One resource for learning and practicing data science which I’ve used myself, and which I’ve heard of other people using, is Kaggle. But since I’ve never seen anyone write up an explanation of how to do this, I decided to create my own.
What’s a ‘Kaggle’?
Kaggle is essentially a massive data science platform. It gathers in one place a huge number of public datasets, most of which have been sanitized and made ready for use in analysis. By itself this is pretty significant, as data gathering and cleaning is a huge part of the data science workflow.
Kaggle also hosts a number of ongoing competitions, where individuals and teams work to solve data science or machine learning problems under a set of constraints. Winning or just placing highly in one of these contests has become a big enough deal that people routinely put it on their resumes and LinkedIn profiles.
Because Kaggle users publish notebooks that are freely available for anyone to browse, adapt, and use, it has become an extraordinarily rich source of code for data science and machine learning projects.
And while Kaggle is most certainly not a proper social network, it has grown in popularity to the point that it has many active messaging boards and a substantial community.

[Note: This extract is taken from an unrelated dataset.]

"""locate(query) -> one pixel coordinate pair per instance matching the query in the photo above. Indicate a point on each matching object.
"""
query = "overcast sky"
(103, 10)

It’s a great place to pose questions and to hash out ideas.
Learning By Imitating Good Kaggle Projects
One of the things I did immediately after graduating from the Galvanize Data Science Immersive was to spend some time each day exploring and carefully studying Kaggle notebooks which utilized data science skills I wanted to master.
There were a couple of things I was looking for. I chose notebooks that:
- elegantly solved a common problem, like string matching with regular expressions;
- deployed an important algorithm, like a random forest or gradient boosting;
- created beautiful visualizations of data;
- otherwise took my skills to a higher level.
My basic process for finding notebooks I like went something like this:
- Go to Kaggle’s website.
- Either go to ‘Datasets’ (on the menu at the top of the screen) or ‘Notebooks’ (same place).
- Find something that looks interesting.
- Either read it carefully or duplicate it entirely.
This gives you two ways of tracking down learning materials. Either you can find notebooks associated with cool datasets, or you can find cool notebooks. Notebooks can be sorted by ‘hotness’ (how popular they currently are), by upvotes, and by their relevance to a particular thing you’re interested in at that moment.
Learning With Kaggle’s Courses
You can now also take courses on Kaggle. As far as I can see these come in two flavors. Sometimes individual Kaggle users will put together notebooks which are as structured and extensive as a course.
These aren’t just analyses or solutions to one-off problems, they’re meant to be self-contained expositions of a topic in data science, machine learning, or AI.
But now Kaggle itself hosts ‘micro-courses’ on Python, SQL, Deep Learning, Pandas, and numerous other topics. These consist of a series of notebooks containing explanations and exercises, complete with progress tracking.
Kaggle has come a long way since its inception, and has begun to emerge as one of the best ways to truly grow your data science skills. Be sure you’re utilizing it to its full potential.